De derde categorie omvat lineaire bouwprojecten die zich uitstrekken over twee of meer provincies; en lineaire projecten buiten gebieden die volgens goedgekeurde plannen of goedgekeurde routeopties zijn aangewezen voor stedelijke ontwikkeling.
De vierde groep bestaat uit offshoreconstructies die onderdeel uitmaken van offshorebouwprojecten waarvoor de bevoegde autoriteiten zeegebieden hebben aangewezen voor de uitvoering van het project; luchthavens, luchthavenfaciliteiten en faciliteiten die de vluchtoperaties buiten de luchthaven mogelijk maken.
Ten vijfde zijn er geen vergunningen vereist voor reclameconstructies volgens de Reclamewet; passieve telecommunicatie-infrastructuur.
Ten zesde moet het bouwproject, inclusief de bijbehorende haalbaarheidsstudie en aanpassingen, worden beoordeeld en goedgekeurd door de bevoegde beroepsorganisatie in overeenstemming met de geldende regelgeving.
Ten zevende zijn bouwprojecten van niveau 4, namelijk vrijstaande huizen van minder dan 7 verdiepingen met een totale vloeroppervlakte van minder dan 500 m2, vrijgesteld van vergunningen indien ze zich niet bevinden in gebieden met architectuurvoorschriften, zoals functionele zones, stedelijke gebieden, landelijke woongebieden, stedelijke ontwikkelingsgebieden volgens provinciale/stadsplanning, algemene economische zones, nationale toeristische gebieden, algemene gemeenteplanning of gebieden met bestaande architectuurvoorschriften.

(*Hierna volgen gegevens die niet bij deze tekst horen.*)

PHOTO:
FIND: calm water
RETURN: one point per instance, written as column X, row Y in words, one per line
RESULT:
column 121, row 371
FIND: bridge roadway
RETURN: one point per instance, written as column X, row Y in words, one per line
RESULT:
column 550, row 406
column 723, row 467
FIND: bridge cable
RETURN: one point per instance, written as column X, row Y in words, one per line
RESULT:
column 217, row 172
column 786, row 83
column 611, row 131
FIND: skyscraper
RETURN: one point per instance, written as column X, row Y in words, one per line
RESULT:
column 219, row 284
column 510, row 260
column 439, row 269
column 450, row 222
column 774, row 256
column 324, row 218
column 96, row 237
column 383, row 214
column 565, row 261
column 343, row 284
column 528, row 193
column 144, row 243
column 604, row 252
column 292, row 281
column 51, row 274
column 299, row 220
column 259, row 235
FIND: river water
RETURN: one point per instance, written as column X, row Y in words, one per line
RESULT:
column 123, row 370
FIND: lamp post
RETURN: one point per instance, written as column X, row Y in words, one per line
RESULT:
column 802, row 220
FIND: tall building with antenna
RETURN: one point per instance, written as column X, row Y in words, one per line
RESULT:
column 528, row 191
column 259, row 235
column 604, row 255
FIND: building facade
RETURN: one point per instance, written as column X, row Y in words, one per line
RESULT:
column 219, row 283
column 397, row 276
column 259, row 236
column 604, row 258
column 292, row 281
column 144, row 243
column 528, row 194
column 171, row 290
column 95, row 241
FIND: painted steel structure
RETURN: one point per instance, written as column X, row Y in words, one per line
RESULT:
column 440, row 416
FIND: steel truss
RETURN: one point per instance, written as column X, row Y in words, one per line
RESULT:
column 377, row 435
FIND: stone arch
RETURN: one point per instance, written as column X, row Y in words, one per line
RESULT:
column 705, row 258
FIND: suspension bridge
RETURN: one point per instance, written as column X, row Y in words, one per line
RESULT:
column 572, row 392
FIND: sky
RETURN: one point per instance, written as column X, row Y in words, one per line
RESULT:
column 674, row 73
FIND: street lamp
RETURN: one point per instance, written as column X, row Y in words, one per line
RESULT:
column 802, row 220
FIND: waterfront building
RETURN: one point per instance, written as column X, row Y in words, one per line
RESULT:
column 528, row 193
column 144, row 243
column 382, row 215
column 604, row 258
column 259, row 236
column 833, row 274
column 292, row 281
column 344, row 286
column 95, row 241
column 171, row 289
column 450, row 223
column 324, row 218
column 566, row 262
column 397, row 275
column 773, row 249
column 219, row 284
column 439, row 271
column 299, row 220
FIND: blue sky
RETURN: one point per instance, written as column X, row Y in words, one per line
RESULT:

De achtste categorie, vrijgesteld van bouwvergunningen, omvat reparatie en renovatie van binnen- of buitenconstructies die niet grenzen aan stedelijke wegen en waarvoor architectonisch toezicht vereist is. De reparaties mogen het doel of de functie niet veranderen, de dragende constructie niet aantasten en moeten de brandveiligheid, milieubescherming en technische infrastructuur waarborgen.